Eles não davam trégua nem folga, ficavam o tempo inteiro bisbilhotando na redação para flagrar um dos companheiros que resolvesse dizer o que eles não queriam que fosse dito

Montezuma Cruz era um dos jornalistas mais audaciosos e com seu jeito inquieto sempre conseguia dar o nó nos homens da lei e quando menos se esperava saia um cacete de arrancar pica pau do oco no lombo dos milicos.
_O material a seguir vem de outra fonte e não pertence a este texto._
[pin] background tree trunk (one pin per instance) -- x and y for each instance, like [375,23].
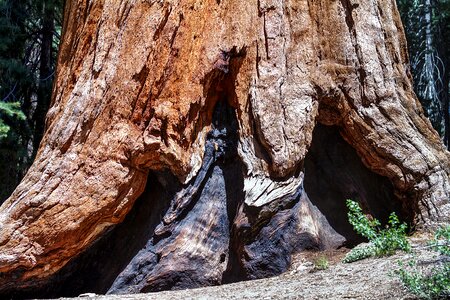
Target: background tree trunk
[208,110]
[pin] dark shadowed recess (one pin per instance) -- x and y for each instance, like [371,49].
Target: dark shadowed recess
[334,172]
[95,269]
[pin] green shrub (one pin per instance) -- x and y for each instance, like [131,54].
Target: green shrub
[433,284]
[382,241]
[360,252]
[321,263]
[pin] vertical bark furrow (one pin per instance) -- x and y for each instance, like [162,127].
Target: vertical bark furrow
[135,92]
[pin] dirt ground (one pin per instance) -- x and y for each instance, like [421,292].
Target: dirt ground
[366,279]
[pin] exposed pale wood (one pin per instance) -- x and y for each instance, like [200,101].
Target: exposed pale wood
[135,90]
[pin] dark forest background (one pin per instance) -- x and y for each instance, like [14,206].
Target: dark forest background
[30,32]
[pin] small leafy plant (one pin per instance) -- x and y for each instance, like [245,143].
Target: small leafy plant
[433,284]
[321,263]
[382,241]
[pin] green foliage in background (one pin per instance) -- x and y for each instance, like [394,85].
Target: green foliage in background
[382,241]
[427,28]
[11,110]
[29,37]
[434,283]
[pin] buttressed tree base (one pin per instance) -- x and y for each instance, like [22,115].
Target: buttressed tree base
[198,142]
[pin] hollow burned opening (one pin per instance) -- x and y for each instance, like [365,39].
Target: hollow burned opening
[334,172]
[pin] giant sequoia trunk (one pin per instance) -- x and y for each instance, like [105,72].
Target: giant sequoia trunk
[193,143]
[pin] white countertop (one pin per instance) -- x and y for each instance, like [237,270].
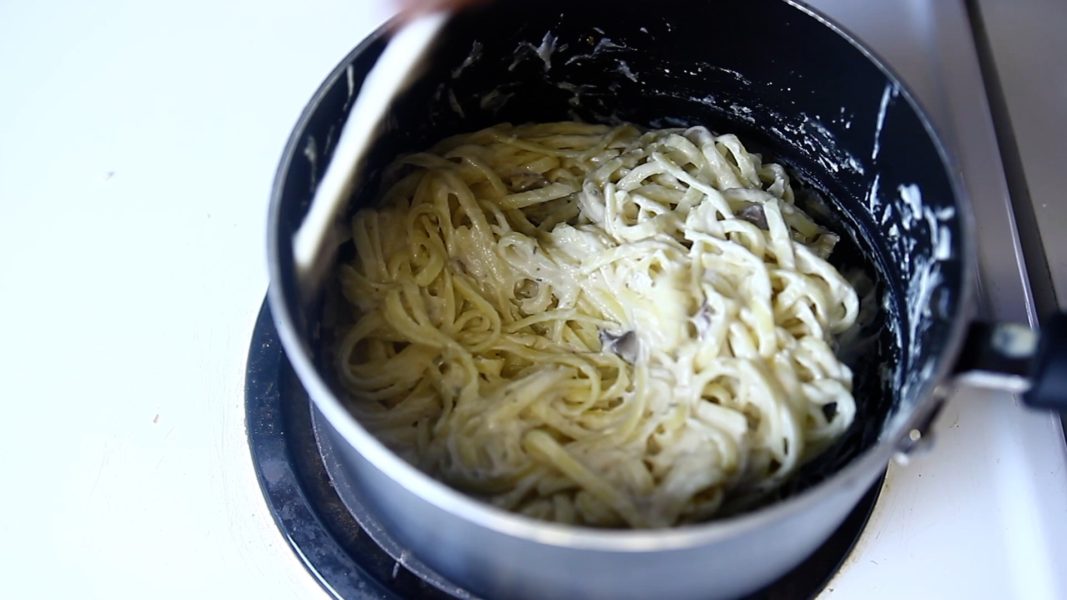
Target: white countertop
[138,144]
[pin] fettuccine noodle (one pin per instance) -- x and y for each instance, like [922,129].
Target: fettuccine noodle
[595,325]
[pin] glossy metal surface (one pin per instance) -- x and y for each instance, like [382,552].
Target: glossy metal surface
[478,546]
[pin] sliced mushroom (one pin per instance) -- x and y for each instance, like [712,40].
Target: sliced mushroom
[753,214]
[625,346]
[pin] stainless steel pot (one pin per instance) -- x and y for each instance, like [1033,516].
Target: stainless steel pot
[789,81]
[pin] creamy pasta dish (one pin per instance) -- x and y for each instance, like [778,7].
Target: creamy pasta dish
[595,325]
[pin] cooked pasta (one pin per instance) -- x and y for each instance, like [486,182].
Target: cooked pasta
[595,325]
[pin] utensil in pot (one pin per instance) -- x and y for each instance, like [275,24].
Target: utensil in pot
[789,82]
[314,243]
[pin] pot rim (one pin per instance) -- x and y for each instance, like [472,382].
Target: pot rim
[859,472]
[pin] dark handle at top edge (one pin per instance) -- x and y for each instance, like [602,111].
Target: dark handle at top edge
[1014,358]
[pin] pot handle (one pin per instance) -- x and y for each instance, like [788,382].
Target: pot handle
[1014,358]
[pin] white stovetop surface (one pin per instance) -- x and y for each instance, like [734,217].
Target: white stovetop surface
[138,144]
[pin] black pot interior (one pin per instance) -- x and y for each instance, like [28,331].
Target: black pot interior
[768,70]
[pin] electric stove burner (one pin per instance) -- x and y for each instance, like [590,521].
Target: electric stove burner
[343,546]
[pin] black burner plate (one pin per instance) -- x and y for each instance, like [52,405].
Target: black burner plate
[332,545]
Quando isso acontecia, o Monte sumia uns dias e quando a poeira baixava, ele retornava cheio de novas idéias, na maioria delas de cunho absolutamente literosubverssivo, (noologia nossa).
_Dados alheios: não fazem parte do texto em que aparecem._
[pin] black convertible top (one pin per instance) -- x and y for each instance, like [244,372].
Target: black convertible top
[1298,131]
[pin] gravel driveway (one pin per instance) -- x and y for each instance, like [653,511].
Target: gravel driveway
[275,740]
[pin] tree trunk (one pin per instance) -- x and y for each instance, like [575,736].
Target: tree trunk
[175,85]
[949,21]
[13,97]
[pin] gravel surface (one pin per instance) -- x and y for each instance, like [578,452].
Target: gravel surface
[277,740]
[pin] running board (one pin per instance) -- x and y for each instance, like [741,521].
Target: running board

Na verdade o nome de batismo Montezuma é Célio Munhoz, agora se atreva chamá-lo assim, você vai ver a reação do velho sacerdote.

Um dia desses fomos ao aeroporto Marechal Rondon encontrar o Monte que estava de passagem por Cuiabá rumo ao Acre Rondônia e Amazônia onde ia fazer uma serie de matérias com os habitantes do continente verde, de lá ele mandou preciosos registros do que acontece longe bem longe dos olhos da lei.

 É desse tipo de trabalho que o monte é apaixonado, ele já trabalhou com deputados, senadores, ministros, todos esses personagens aqui citados ofereceram ao Monte as melhores condições de trabalho, salas decoradas com ar refrigerado, secretarias maravilhosas e tudo mais que o poder pode oferecer a um profissional de alta categoria e acima de tudo confiável, mas todos esses empregos que poucos correm atrás alucinadamente, o Monte dispensou todos para se embrenhar nas aldeias indígenas, nos acampamentos dos sem terra, mata adentro onde eventualmente esteja acontecendo uma derrubada de madeira na ilegalidade, lá você pode encontrar esse grande periodista registrando os acontecimentos para mostrar tudo da forma mais imparcial que se possa imaginar.

 É desse tipo de jornalista que o Brasil e seu povo consciente precisa, esse tipo de jornalista está em pleno processo de extinção na nossa imprensa.

Por todos os motivos aqui elencados, é que considero Montezuma Crus, um jornalista impar!

Ele como o Montezuma que em 1502 foi proclamado Grão Sacerdote da Civilização Asteca, também merece a distinção de ser chamado de sacerdote do jornalismo brasileiro.  Pois não é?  Sem duvida!      

 

Ivaldo Lúcio é Jornalista em Cuiabá.